Our mainland base is Four Winds Marina (239-283-0250), located at the northern end of Pine Island. Sometimes the logistics of living on a real island get to people who don’t understand our life. “Let me get this straight – you get canvas bags, take your golf cart to your boat, drive your boat twenty minutes to Four Winds, drive another twenty minutes or more to a nearby store, fill canvas bags, and do the whole thing in reverse?” Well yes, but just the ride through the mangroves and across Pine Island Sound to Useppa can lower anyone’s blood pressure.
Our home is a 1912 Collier Cottage, built by Barron Collier as bedrooms and baths while visitors ate meals in a large inn on the north end of the island. Over the years we have restored and added to the structure while keeping the mullioned windows and look of the old home. Our 15’ Marshall Sandpiper sailboat floats on its mooring off the beach along with a number of others. Our sailing community has grown: we race weekly and sail for fun most every day. Pine Island Sound and Charlotte Harbor are perfect sailing waters. Barrier Island Cayo Costa offers a state park and unique shelling opportunities for almost twelve miles along the Gulf.
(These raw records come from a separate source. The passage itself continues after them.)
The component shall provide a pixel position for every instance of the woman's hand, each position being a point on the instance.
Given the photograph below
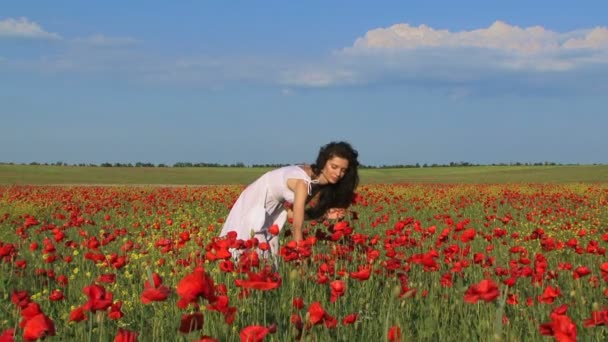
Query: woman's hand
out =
(335, 213)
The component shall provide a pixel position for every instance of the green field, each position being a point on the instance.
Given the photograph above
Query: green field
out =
(42, 174)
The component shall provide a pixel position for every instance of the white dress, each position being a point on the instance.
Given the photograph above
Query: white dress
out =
(261, 205)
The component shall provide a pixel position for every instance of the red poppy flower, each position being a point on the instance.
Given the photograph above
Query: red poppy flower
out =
(338, 287)
(99, 299)
(20, 298)
(191, 322)
(597, 318)
(38, 327)
(253, 333)
(124, 335)
(194, 285)
(77, 315)
(56, 295)
(8, 335)
(468, 235)
(315, 313)
(485, 290)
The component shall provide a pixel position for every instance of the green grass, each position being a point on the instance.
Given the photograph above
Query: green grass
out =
(39, 174)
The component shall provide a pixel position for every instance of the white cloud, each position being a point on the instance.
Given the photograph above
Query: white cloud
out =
(100, 40)
(499, 36)
(24, 28)
(425, 56)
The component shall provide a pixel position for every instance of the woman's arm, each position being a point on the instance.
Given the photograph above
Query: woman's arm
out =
(300, 190)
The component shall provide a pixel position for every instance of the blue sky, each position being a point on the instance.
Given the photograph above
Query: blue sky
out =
(271, 81)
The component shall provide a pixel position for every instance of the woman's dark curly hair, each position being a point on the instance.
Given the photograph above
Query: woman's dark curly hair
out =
(340, 194)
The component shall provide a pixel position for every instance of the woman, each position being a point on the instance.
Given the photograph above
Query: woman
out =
(333, 179)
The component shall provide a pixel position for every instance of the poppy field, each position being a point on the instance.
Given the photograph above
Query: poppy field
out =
(410, 262)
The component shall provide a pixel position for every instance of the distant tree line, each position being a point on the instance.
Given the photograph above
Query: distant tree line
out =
(243, 165)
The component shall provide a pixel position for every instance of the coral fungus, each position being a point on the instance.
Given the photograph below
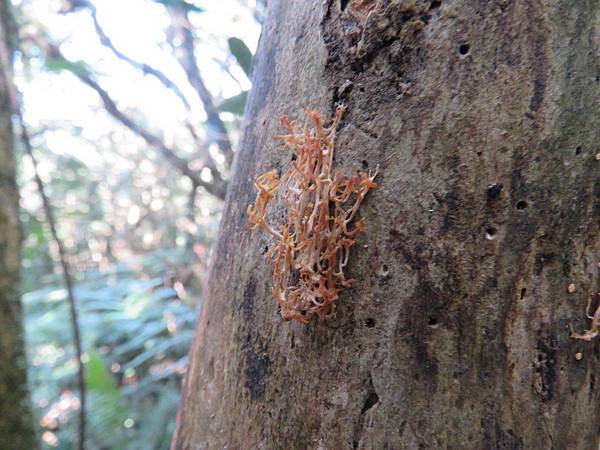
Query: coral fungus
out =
(313, 247)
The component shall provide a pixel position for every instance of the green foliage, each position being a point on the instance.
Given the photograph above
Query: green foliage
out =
(136, 330)
(235, 104)
(242, 54)
(77, 68)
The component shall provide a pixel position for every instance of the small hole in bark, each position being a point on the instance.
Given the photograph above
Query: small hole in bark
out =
(384, 271)
(490, 233)
(521, 204)
(494, 190)
(371, 401)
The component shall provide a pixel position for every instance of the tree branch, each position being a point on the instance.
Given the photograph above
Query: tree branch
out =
(216, 188)
(69, 284)
(159, 75)
(187, 59)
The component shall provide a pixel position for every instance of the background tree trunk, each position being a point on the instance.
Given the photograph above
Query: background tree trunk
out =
(16, 422)
(484, 119)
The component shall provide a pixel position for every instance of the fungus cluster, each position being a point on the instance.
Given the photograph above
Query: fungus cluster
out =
(313, 245)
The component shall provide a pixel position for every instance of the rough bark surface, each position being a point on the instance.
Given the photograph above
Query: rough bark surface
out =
(484, 119)
(16, 422)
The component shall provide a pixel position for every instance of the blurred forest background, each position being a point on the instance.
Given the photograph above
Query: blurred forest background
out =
(133, 110)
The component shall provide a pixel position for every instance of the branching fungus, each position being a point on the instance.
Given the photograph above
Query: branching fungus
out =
(313, 247)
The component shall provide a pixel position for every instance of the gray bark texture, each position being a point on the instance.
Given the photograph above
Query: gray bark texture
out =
(16, 422)
(484, 120)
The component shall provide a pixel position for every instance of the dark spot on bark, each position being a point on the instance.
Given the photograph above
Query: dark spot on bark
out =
(545, 367)
(494, 437)
(371, 399)
(494, 189)
(542, 260)
(249, 296)
(521, 204)
(258, 367)
(539, 87)
(411, 254)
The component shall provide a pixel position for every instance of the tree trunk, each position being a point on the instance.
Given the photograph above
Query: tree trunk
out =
(483, 118)
(16, 423)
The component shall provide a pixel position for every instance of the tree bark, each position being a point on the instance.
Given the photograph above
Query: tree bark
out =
(16, 422)
(483, 118)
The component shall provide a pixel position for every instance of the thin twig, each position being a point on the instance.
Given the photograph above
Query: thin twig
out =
(187, 60)
(217, 187)
(147, 69)
(67, 279)
(6, 55)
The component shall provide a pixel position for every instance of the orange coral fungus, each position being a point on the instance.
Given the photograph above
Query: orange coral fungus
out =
(312, 248)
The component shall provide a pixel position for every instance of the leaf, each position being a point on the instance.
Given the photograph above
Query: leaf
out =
(182, 4)
(97, 376)
(235, 104)
(242, 54)
(79, 68)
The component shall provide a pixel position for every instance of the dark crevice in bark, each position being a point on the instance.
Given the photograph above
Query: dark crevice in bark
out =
(370, 400)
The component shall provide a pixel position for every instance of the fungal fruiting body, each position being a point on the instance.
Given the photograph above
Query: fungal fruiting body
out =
(313, 245)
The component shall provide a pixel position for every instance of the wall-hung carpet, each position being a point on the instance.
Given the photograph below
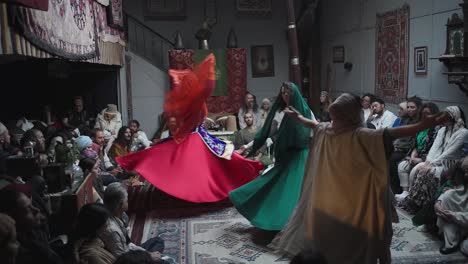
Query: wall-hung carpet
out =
(392, 54)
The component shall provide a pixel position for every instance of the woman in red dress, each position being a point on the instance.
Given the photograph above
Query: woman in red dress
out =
(192, 165)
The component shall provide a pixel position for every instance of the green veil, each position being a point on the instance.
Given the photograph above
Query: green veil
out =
(291, 133)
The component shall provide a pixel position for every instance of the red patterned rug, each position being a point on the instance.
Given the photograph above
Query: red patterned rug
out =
(392, 54)
(236, 60)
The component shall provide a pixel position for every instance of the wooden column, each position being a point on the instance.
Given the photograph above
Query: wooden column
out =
(294, 66)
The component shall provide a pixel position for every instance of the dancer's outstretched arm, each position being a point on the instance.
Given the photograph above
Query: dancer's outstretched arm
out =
(290, 111)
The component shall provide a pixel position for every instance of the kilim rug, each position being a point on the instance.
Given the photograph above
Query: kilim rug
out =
(67, 29)
(199, 236)
(392, 54)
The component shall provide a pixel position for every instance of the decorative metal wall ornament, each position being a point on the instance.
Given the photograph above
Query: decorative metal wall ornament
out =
(179, 44)
(254, 8)
(210, 12)
(263, 61)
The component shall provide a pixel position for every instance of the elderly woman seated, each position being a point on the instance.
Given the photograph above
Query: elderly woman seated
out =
(451, 209)
(115, 235)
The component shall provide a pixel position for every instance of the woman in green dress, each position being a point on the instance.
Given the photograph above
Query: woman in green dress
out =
(268, 201)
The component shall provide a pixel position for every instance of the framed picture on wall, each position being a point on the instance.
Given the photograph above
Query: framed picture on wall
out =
(338, 54)
(254, 8)
(420, 60)
(263, 61)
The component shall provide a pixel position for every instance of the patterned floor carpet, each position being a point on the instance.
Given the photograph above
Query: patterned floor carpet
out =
(217, 233)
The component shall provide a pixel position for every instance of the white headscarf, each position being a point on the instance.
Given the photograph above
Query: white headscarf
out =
(347, 109)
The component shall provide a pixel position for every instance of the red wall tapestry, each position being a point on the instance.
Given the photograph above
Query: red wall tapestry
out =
(392, 54)
(237, 78)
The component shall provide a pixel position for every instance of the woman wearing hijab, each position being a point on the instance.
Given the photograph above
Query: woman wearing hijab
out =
(192, 164)
(268, 201)
(325, 102)
(344, 209)
(445, 151)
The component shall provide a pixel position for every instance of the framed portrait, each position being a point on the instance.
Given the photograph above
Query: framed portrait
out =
(165, 9)
(420, 60)
(263, 61)
(338, 54)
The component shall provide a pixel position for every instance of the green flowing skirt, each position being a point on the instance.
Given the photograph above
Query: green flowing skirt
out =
(269, 200)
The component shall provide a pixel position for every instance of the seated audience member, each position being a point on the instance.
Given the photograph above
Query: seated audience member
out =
(137, 257)
(99, 145)
(445, 151)
(381, 117)
(34, 244)
(402, 111)
(6, 150)
(419, 150)
(325, 102)
(221, 122)
(87, 246)
(84, 144)
(249, 106)
(35, 139)
(244, 138)
(33, 145)
(162, 120)
(402, 146)
(308, 256)
(90, 168)
(24, 124)
(139, 139)
(451, 209)
(170, 128)
(264, 110)
(247, 134)
(8, 244)
(366, 105)
(109, 120)
(115, 236)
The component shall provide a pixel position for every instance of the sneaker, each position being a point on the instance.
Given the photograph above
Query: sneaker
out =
(400, 197)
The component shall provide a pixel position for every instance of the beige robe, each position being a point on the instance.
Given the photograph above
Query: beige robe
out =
(344, 210)
(92, 252)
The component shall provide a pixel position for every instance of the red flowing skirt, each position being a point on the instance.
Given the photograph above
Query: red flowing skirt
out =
(190, 171)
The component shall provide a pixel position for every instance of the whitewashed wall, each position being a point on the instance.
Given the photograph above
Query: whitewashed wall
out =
(149, 85)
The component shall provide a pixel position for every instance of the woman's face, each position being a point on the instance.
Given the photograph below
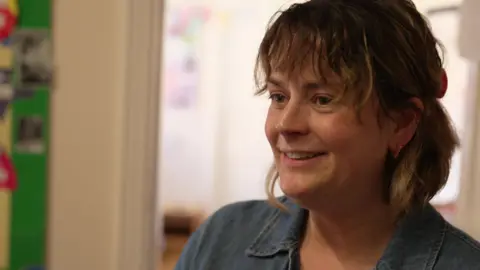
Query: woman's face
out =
(320, 146)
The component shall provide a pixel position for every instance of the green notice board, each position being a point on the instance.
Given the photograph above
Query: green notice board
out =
(29, 135)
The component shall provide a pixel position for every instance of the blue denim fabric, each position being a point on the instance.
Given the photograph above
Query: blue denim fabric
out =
(254, 235)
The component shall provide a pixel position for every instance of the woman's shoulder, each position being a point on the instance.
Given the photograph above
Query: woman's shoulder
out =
(230, 231)
(243, 215)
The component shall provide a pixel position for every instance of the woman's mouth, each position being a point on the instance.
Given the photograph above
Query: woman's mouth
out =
(302, 159)
(303, 155)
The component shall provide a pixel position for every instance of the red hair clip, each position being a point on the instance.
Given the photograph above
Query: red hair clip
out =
(444, 85)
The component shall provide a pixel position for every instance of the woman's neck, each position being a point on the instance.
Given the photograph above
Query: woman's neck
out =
(352, 233)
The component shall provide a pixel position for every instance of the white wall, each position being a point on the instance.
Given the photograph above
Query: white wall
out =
(87, 113)
(226, 155)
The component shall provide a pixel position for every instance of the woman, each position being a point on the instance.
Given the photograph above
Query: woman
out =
(361, 144)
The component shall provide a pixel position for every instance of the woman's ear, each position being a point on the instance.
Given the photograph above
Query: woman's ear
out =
(406, 123)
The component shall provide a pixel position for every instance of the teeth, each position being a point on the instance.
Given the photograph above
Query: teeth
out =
(301, 155)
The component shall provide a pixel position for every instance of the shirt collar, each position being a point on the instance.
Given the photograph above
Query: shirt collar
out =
(416, 243)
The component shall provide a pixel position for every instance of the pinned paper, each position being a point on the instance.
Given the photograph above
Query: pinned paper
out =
(7, 22)
(13, 7)
(8, 177)
(6, 57)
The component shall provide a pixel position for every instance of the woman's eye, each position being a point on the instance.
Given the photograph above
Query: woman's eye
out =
(277, 98)
(322, 100)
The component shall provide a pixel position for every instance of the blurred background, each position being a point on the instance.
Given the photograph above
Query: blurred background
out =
(108, 162)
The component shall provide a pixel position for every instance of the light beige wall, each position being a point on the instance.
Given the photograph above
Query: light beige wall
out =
(87, 108)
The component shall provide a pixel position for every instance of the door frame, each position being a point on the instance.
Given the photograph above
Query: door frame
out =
(138, 214)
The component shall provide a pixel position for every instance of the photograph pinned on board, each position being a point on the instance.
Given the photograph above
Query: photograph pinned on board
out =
(30, 135)
(6, 90)
(33, 58)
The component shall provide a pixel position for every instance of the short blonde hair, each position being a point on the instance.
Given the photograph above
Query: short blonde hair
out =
(384, 49)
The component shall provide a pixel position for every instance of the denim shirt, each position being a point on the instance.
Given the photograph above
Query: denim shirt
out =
(254, 235)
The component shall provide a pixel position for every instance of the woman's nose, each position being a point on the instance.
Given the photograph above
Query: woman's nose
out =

We have every amenity available in Florida from good Internet service to TV and phone service. People “travel” the island on foot, bike, or golf cart. Useppa has a few rentals for those who want to experience out island living. A pool, croquet, 1912 Collier Inn, and Tarpon Bar are available for all. While most of the year is relatively quiet, holidays bring in families with youngsters of all ages. Our Christmas Holiday consists of family, Christmas Eve at Cabbage Key, and a big Christmas Dinner we began over three decades ago for friends.
The name Useppa supposedly comes from the pirate Gasparilla who somehow mispronounced the name of the female hostage Josepha he was holding on the island. While maybe not quite the truth, it is enough to entice anyone to see what life is like on a real island due west of Ft. Myers, Cape Coral, and Pine Island.
If you are cruising Southwest Florida, check into the possibility of stopping at the Useppa Marina (dock space, but no gas or ship’s store) for a night or two. A call to the office will answer your questions. Walk the Pink Path, gaze up into a 100-year-old Banyan tree, enjoy a meal at the historic Collier Inn (once Barron Collier’s private home), and take in the ambience of life at a slower pace.